Sorry State Of Science Education

Over at Instapundit, Jenn Oates, a science teacher, writes (emphasis added):
Many of my students—entirely too many—come into my 9th grade classroom woefully unprepared for even the most basic rigors of high school science. They do not study. They do not do homework. They do not get the direct connection between how much effort you put into something and the quality of the results. They do not know the difference between an inch and a centimeter. They have trouble with the simplest algebraic calculations (like f=ma).
[snip]
Still, I am expected to turn every student into a science genius-in-the-making. Right. I can do that. Give me better prepared students and perhaps I could.. But it isn’t a Science or Math problem, it’s an attitude problem on the part of the students—their education is excellent, as our district has very high standards. What they make of it is, sadly, too often…not.
You'd think that if the district's standards were all that high, they could produce high schoolers who know the difference between an inch and a centimeter and are capable of doing multiplication. Sadly, you'd be wrong.

I believe the underpreparation problem is real, having seen it in my own classroom. But I suspect that the problem Ms. Oates is seeing is not so much a lack of preparation in skills, but a lack of discipline. Ms. Oates correctly notes that her students don't know how to study. In my opinion, this is because students are actually taught not to study by our public school system. All the high standards in the world will never be sufficient if students are actively taught to be lazy.

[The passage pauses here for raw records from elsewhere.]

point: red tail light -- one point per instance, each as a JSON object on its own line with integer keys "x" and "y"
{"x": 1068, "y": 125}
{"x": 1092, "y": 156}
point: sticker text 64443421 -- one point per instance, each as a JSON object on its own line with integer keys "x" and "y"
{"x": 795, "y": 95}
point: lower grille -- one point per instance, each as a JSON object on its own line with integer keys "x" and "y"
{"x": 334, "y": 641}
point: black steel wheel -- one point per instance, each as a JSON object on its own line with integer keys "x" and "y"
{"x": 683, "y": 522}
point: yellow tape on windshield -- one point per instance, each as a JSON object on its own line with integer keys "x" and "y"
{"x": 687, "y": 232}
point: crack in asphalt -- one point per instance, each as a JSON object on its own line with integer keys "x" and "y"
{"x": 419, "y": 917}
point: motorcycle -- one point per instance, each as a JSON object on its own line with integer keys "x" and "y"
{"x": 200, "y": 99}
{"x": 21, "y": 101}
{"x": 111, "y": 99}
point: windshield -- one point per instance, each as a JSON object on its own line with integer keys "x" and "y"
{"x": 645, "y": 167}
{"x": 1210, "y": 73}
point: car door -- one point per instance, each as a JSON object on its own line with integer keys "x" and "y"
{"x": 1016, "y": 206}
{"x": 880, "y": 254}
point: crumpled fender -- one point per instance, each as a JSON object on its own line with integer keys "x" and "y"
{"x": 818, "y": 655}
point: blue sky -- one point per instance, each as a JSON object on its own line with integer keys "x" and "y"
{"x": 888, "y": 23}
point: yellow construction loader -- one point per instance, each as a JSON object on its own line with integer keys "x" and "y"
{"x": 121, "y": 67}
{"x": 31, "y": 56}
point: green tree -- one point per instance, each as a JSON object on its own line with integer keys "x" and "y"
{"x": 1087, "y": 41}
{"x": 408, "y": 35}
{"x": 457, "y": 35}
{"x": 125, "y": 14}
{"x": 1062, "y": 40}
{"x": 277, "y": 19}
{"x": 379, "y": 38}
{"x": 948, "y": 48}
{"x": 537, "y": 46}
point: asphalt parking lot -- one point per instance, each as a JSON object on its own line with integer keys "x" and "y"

I can get up in front of a classroom of fresh-off-the-bus college freshmen and write on the board at the front:
2+2=____
and ask them for the answer, and they will all just sit there and stare at me. I've actually done this. Inevitably there's a kid in the first or second row silently mouthing "four... four..." and as the silence edges on, one girl (it's always a girl) will tentatively raise her hand to about the level of her upper arm, until she feels the eyes of the other students on her and drops the hand back into her lap.

They obviously know the answer to this, but they don't respond. Why not? Because they've been trained not to respond. It's "us vs. them" and I'm one of them. They've never had any negative consequences for not responding; in fact, quite the opposite. If they don't give the answer, the teacher will think the class hasn't learned and reteach the topic, make their test easier, and give them work that they already know they can do. Then they get a good grade! They don't care if the teacher then sits in the faculty lounge bitching about how her class is proving so difficult to teach. So they sit there in pretend stupidity, using dirty looks to enforce their social order on the few kids interested in learning, because if even one student seems to be "getting it", the teacher will suspect that she's doing something right.

I do this little exercise to break the ice. I just sit there and say we're all going to wait until someone volunteers the answer, then we'll go on with the lecture, and by the way you'll still be responsible for doing tonight's homework with or without the benefit of the lecture. After that the class usually becomes more interactive, and I find that the students actually know a good deal.

If only their high school teachers had been able to reinforce the idea that work= success, though, they wouldn't have to struggle so hard to succeed in college. But when you teach at a school where the principal is checking everyone's lesson plans like they were student teachers, and where any kid you send to the office for discipline is right back in class 10 minutes later, it's a bit hard to do.